In 1979, amid an era of equal price volatility, “Dartmouth’s meal prices rose 3.2% on average last year, compared with 14% economic inflation,” according to Moore. A 1917 notice from Dartmouth Business director Homer Eaton Keyes read: “An advance in the cost of food supplies is something the consequences of which none of us can long escape. The management of the Dining Association has … accepted a recurring deficit month by month … This can no longer be done with any degree of safety.” Of course, Keyes was discussing adding a few cents to the price of hotcakes and grits, but there’s nothing about this reasoning that couldn’t apply 105 years later.
Nonetheless, the DDA and later Dartmouth Dining — following a rebranding wherein meal plans became compulsory for first-year students — have delicately walked the line between wholesome food provider and profit-seeking operation. In a notice outlining the DDA’s objectives for the upcoming 1989-1990 school year, amidst goals like “develop[ing] healthful and tasty alternative dessert, utilizing more fresh fruits,” is the mission of “increas[ing] daily sales, given a staff no larger than present.”
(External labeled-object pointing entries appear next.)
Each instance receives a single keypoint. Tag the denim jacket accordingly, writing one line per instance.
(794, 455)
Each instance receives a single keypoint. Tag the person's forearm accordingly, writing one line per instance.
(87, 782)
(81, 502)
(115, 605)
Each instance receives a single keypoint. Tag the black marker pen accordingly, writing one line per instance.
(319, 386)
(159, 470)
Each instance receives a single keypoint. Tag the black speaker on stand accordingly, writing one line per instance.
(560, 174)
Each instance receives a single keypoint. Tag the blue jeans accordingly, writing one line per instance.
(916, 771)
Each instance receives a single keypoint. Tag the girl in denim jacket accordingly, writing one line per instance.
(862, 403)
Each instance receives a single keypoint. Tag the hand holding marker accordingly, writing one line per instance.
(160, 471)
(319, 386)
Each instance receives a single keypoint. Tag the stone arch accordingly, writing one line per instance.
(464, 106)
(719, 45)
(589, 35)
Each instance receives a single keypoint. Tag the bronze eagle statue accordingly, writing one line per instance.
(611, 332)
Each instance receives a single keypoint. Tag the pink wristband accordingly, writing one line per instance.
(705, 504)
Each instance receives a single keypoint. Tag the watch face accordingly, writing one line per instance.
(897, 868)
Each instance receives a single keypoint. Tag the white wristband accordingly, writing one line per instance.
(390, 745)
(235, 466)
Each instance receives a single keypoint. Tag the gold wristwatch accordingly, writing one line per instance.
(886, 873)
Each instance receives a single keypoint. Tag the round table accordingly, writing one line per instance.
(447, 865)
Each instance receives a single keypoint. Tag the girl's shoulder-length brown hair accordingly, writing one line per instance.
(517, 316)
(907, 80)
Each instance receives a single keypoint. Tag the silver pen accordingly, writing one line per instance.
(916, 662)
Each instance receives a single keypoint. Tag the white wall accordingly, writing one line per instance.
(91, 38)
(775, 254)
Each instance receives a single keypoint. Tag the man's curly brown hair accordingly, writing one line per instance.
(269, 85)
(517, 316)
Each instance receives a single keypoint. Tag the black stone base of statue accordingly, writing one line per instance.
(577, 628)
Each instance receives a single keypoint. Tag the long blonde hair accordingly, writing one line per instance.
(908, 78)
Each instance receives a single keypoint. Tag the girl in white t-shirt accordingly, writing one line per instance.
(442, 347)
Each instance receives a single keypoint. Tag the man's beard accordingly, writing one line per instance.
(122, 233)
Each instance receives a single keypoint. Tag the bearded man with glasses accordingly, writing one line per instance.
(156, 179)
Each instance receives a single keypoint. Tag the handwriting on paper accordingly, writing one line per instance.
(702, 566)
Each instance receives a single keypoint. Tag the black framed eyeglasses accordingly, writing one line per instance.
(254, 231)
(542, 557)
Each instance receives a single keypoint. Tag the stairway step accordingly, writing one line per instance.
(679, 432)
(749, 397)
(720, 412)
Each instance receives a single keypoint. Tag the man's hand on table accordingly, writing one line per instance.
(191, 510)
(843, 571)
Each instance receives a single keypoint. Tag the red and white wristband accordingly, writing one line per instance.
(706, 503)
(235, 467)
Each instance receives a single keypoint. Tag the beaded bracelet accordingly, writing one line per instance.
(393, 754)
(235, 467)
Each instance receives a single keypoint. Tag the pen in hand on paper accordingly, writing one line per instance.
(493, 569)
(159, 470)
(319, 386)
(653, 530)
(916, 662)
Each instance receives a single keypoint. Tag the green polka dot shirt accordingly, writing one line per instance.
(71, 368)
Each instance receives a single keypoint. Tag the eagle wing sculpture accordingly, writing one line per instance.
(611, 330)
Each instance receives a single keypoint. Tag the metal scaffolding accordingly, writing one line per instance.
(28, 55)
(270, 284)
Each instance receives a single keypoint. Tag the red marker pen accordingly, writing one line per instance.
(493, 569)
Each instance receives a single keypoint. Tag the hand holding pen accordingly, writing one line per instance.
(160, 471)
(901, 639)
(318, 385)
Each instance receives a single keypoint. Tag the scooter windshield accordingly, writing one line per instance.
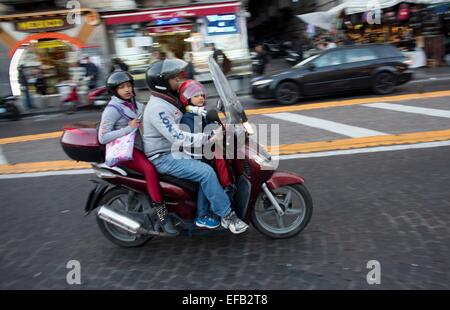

Finally, how could one possibly forget the lettuce fiasco? During the 1970s, in a moment where labor politics met dining options, Moore said that DDA was facing controversy about whether to continue purchasing non-union-produced lettuce, and presented students with a referendum on the (apparently divisive) issue.
With diplomatic grace, Moore’s referendum presented students with a choice as to which brand of lettuce the students would prefer: union lettuce, non-union lettuce or other. The ballot I examined in Rauner was filled out with a pragmatism that would be familiar to Dartmouth students of today: “Get whatever’s cheapest.”